7. Article 13(2) RPBA 2020
The appellant mainly based its inventive-step objection on Run 8 of Table 6.2.1 of D41.
This objection was raised for the first time during oral proceedings before the board and constitutes an amendment of the appellant's appeal case. The objection is not simply a complementation of the already existing case. Indeed, the appellant relied on new facts, namely the data of Table 6.2.1 of D41, to argue inventive step against the request here. Article 13(2) RPBA 2020 applies.

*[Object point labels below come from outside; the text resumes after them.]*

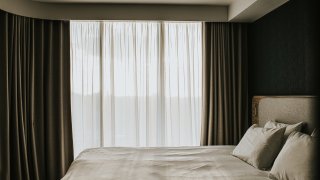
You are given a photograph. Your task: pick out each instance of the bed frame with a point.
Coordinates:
(286, 109)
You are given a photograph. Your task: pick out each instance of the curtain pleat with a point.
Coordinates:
(224, 109)
(35, 109)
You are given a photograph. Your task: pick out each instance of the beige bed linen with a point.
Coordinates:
(213, 162)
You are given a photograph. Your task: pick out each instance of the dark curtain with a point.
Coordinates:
(224, 110)
(35, 109)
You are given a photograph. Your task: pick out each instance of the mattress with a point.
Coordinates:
(211, 162)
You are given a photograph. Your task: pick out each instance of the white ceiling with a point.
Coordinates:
(194, 2)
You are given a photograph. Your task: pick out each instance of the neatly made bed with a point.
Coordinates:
(211, 162)
(215, 162)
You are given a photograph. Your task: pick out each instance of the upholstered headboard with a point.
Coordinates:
(286, 109)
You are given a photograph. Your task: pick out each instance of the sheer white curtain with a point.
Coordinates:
(136, 83)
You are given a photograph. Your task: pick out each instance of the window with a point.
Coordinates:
(136, 83)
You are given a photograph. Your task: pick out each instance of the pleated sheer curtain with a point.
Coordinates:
(136, 83)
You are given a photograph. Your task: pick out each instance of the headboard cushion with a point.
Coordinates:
(285, 109)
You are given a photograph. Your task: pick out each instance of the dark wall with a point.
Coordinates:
(283, 49)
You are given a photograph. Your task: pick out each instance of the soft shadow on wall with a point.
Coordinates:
(284, 52)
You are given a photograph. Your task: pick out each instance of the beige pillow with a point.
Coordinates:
(295, 159)
(315, 133)
(260, 146)
(289, 127)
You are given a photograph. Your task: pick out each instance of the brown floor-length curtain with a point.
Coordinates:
(224, 110)
(35, 110)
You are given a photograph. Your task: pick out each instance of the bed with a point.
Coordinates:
(211, 162)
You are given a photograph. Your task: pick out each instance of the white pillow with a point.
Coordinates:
(289, 127)
(260, 146)
(295, 159)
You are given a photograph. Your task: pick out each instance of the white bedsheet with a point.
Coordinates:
(213, 162)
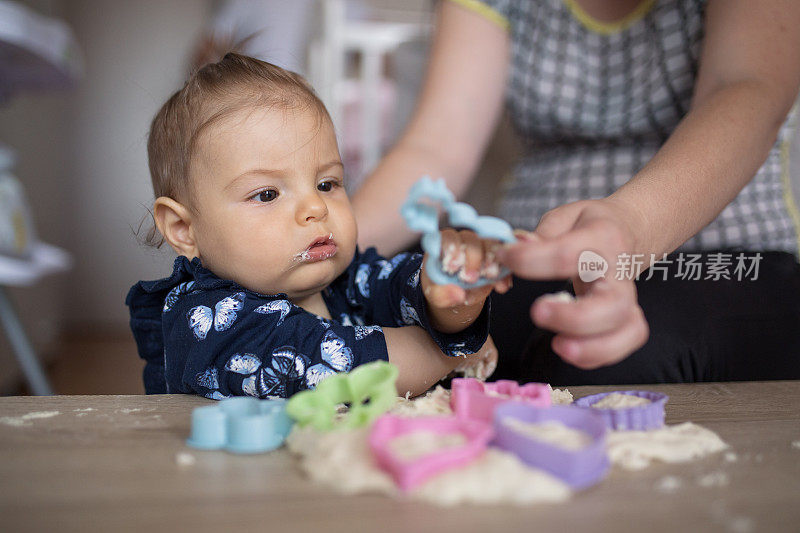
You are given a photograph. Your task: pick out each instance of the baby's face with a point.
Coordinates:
(271, 210)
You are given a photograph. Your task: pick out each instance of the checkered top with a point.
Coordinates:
(596, 107)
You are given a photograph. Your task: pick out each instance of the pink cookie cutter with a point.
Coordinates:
(477, 400)
(409, 473)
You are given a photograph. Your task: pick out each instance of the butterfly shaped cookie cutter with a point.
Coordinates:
(367, 391)
(240, 425)
(411, 472)
(637, 418)
(475, 399)
(578, 468)
(421, 213)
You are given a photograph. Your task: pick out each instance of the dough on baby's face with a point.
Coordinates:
(616, 400)
(551, 432)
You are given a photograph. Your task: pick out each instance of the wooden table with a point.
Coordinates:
(110, 463)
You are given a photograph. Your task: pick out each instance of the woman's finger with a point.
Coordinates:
(557, 258)
(602, 350)
(604, 308)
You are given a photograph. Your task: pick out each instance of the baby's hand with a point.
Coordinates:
(469, 257)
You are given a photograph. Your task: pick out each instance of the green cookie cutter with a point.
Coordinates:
(368, 391)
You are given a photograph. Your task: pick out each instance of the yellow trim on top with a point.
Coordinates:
(485, 11)
(609, 28)
(788, 195)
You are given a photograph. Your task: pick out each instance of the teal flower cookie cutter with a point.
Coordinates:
(240, 425)
(367, 391)
(421, 213)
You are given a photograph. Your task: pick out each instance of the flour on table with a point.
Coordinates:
(184, 459)
(714, 479)
(495, 477)
(25, 420)
(669, 484)
(634, 450)
(616, 400)
(551, 432)
(342, 460)
(560, 396)
(416, 444)
(437, 402)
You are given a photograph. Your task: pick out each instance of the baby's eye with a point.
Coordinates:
(265, 196)
(327, 185)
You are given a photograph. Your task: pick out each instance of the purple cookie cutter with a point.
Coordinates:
(639, 418)
(578, 468)
(409, 473)
(475, 399)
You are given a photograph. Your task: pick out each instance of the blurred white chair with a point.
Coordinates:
(35, 53)
(372, 41)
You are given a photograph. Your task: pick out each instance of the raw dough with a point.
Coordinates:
(551, 432)
(416, 444)
(634, 450)
(616, 400)
(342, 460)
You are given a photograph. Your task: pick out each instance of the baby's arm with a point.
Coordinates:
(419, 360)
(450, 307)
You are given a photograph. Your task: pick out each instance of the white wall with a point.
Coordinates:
(136, 55)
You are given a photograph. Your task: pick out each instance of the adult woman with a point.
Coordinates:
(649, 133)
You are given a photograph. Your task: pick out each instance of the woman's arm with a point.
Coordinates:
(747, 83)
(421, 363)
(459, 106)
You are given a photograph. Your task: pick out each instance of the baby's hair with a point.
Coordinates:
(210, 94)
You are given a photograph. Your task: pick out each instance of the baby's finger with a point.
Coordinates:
(453, 253)
(474, 250)
(442, 296)
(503, 285)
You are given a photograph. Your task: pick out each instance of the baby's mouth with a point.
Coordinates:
(320, 249)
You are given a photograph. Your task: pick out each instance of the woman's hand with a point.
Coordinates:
(605, 324)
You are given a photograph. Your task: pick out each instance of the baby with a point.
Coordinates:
(269, 294)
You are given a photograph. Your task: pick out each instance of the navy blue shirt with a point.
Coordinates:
(201, 334)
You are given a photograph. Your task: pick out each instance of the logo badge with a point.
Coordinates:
(591, 266)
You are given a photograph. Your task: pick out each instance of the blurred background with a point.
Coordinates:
(79, 84)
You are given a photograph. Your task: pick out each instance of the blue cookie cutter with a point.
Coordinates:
(240, 425)
(421, 214)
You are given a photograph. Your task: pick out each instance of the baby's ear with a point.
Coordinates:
(174, 221)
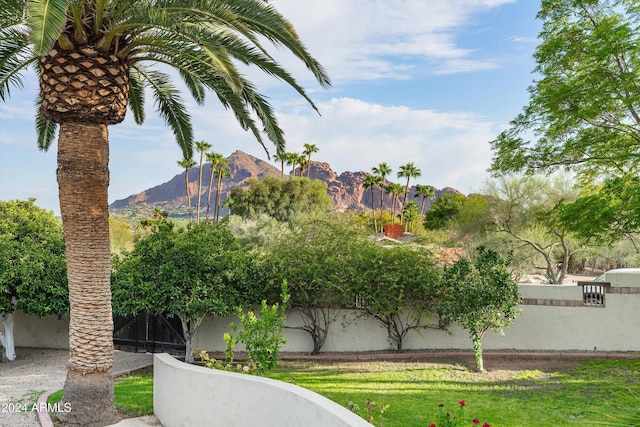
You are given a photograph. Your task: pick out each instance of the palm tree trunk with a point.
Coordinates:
(186, 180)
(206, 220)
(218, 195)
(199, 187)
(83, 181)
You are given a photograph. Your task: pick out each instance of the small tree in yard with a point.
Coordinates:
(397, 286)
(33, 269)
(189, 273)
(316, 260)
(262, 335)
(479, 296)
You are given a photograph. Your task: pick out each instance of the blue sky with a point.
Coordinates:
(423, 81)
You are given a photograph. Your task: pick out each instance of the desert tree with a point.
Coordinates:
(95, 58)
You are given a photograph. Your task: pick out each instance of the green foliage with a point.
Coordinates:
(479, 296)
(262, 335)
(397, 286)
(316, 258)
(120, 234)
(32, 260)
(584, 110)
(180, 272)
(186, 273)
(443, 211)
(279, 198)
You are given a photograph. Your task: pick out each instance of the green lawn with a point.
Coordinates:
(133, 393)
(412, 391)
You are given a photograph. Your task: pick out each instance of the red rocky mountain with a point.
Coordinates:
(345, 189)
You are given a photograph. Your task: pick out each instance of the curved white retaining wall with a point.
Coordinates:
(188, 395)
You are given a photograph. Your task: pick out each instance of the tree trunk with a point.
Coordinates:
(6, 337)
(477, 348)
(83, 181)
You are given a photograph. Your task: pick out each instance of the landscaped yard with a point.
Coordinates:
(531, 392)
(514, 392)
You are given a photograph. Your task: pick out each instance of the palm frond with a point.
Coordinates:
(195, 86)
(136, 94)
(171, 108)
(265, 20)
(45, 129)
(11, 13)
(15, 57)
(46, 19)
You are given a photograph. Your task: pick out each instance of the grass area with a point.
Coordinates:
(412, 392)
(133, 393)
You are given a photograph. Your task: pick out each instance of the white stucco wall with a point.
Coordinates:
(613, 327)
(49, 332)
(186, 395)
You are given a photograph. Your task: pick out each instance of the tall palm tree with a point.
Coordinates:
(309, 149)
(382, 170)
(410, 214)
(304, 164)
(370, 182)
(201, 147)
(222, 171)
(93, 59)
(282, 158)
(426, 192)
(407, 171)
(213, 158)
(395, 190)
(187, 164)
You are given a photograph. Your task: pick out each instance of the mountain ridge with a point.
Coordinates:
(345, 189)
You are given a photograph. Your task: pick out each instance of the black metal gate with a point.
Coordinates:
(149, 333)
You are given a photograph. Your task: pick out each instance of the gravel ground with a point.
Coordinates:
(36, 371)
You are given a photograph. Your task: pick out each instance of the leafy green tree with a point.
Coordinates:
(120, 234)
(396, 286)
(32, 266)
(605, 213)
(479, 296)
(186, 273)
(280, 199)
(92, 59)
(317, 260)
(584, 110)
(262, 336)
(444, 211)
(524, 210)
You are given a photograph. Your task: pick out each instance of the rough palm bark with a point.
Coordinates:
(83, 178)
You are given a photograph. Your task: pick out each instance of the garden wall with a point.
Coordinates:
(553, 317)
(188, 395)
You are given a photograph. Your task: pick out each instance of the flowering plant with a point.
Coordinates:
(454, 418)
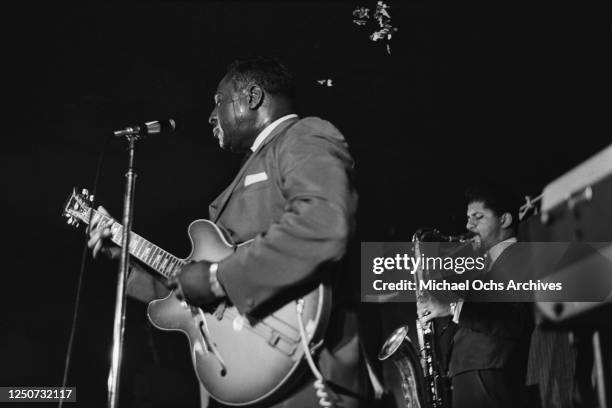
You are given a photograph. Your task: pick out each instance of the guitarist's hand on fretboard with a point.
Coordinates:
(100, 233)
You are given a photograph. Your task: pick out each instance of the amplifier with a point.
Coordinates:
(576, 218)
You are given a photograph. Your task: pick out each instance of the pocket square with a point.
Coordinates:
(255, 178)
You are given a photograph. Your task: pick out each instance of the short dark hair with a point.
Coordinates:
(266, 72)
(497, 197)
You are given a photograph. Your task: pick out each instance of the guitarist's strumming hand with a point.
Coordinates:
(99, 236)
(197, 283)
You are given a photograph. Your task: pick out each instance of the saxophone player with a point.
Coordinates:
(490, 346)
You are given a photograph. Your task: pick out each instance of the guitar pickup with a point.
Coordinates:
(277, 341)
(220, 310)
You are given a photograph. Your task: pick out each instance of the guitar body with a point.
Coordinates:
(240, 362)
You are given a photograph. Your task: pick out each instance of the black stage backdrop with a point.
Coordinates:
(519, 92)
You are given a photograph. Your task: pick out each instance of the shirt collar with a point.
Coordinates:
(497, 249)
(268, 129)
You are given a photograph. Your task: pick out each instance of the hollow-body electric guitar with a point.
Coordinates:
(239, 361)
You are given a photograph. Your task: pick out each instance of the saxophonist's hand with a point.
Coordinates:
(431, 308)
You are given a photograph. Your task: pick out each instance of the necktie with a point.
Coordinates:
(246, 157)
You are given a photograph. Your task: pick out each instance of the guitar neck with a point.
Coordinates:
(159, 260)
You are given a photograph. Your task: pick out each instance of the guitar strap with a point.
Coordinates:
(376, 384)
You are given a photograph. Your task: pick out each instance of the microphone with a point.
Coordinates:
(148, 128)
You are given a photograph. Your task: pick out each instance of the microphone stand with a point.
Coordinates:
(119, 320)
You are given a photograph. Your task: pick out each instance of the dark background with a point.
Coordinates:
(517, 92)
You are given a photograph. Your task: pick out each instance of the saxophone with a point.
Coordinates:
(422, 382)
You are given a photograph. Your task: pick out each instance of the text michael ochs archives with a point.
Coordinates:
(395, 272)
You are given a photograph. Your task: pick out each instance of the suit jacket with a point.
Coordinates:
(295, 198)
(493, 335)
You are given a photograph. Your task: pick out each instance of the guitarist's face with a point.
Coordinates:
(232, 118)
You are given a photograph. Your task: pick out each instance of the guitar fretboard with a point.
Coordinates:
(145, 251)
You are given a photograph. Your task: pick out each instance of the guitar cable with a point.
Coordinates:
(77, 299)
(326, 399)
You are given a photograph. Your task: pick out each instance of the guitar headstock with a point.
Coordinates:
(78, 207)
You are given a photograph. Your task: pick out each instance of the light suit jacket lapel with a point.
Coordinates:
(216, 207)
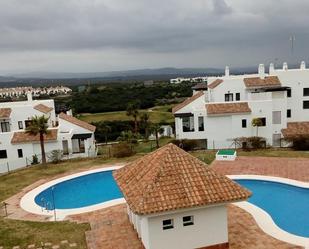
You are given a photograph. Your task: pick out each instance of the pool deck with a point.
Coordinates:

Therefore, the amendment is, in principle, not be taken into account unless there are exceptional circumstances, which have been justified with cogent reasons by the party concerned.
In the case at hand, auxiliary request 14 had already been submitted with the reply to the appeal, but the appellant waited until the oral proceedings to submit an inventive-step objection based on Table 6.2.1. The board is in agreement with T 2843/19 (Reasons 3.3) that such an objection should have been put forward in reply to the respondent's reply to the appeal for instance in the appellant's letter of 21 July 2022, which does not include said objection either.
There were no new or unforeseen developments in the appeal proceedings and the board cannot see any exceptional circumstances that would justify the objection being taken into account.
It should also be noted that a communication pursuant to Article 15(1) RPBA 2020 does not constitute an invitation to the parties to make further submissions in reply thereto. (T 995/18, Reasons 1.4).
Therefore, the objection based on Table 6.2.1 of D41 is not taken into account.
8. Article 56 EPC
8.1 Claim 1 now includes that the partition coefficient of the chromatography material for the antibody being greater than 100.
8.2 Points 3.1 to 3.6 remain valid except that Kp>100 is a further differentiating feature with respect to Run 11 of D41.
8.3 The solution to the problem is not obvious for the following reasons:
Table 5.2.1 of D41 shows that the product recovery decreases when the Kp value is in the strong-binding operating mode. While Runs 1 to 11 still have a product recovery of close to 90% or above, Run 12 - which was carried out with a Kp value of 49.2 - only had a product recovery of 79%. Considering Figure 11, which contains the data of Table 5.2.1 (see paragraph [0225] of D41) and the trend for recovery with higher Kp values, it is evident that the skilled person would not consider Kp-values above 100 as suitable alternatives (with respect to recovery) to Kp values of 40 or lower.
Therefore, D41 would not lead the skilled person to Kp>100 in an obvious way.
8.4 Consequently the subject-matter of claim 1 of auxiliary request 14 involves an inventive step. The same applies to claims 2 to 14.
9. Since there were no other objections with respect to auxiliary request 14 from the appellant's side and the board sees no reason to take a different stance in that respect, auxiliary request 14 is allowable.
Order
For these reasons it is decided that:
1. The decision under appeal is set aside.
2. The case is remitted to the opposition division with the order to maintain the patent in amended form on the basis of the claims of auxiliary request 14 filed with the reply to the appeal and a description to be adapted thereto.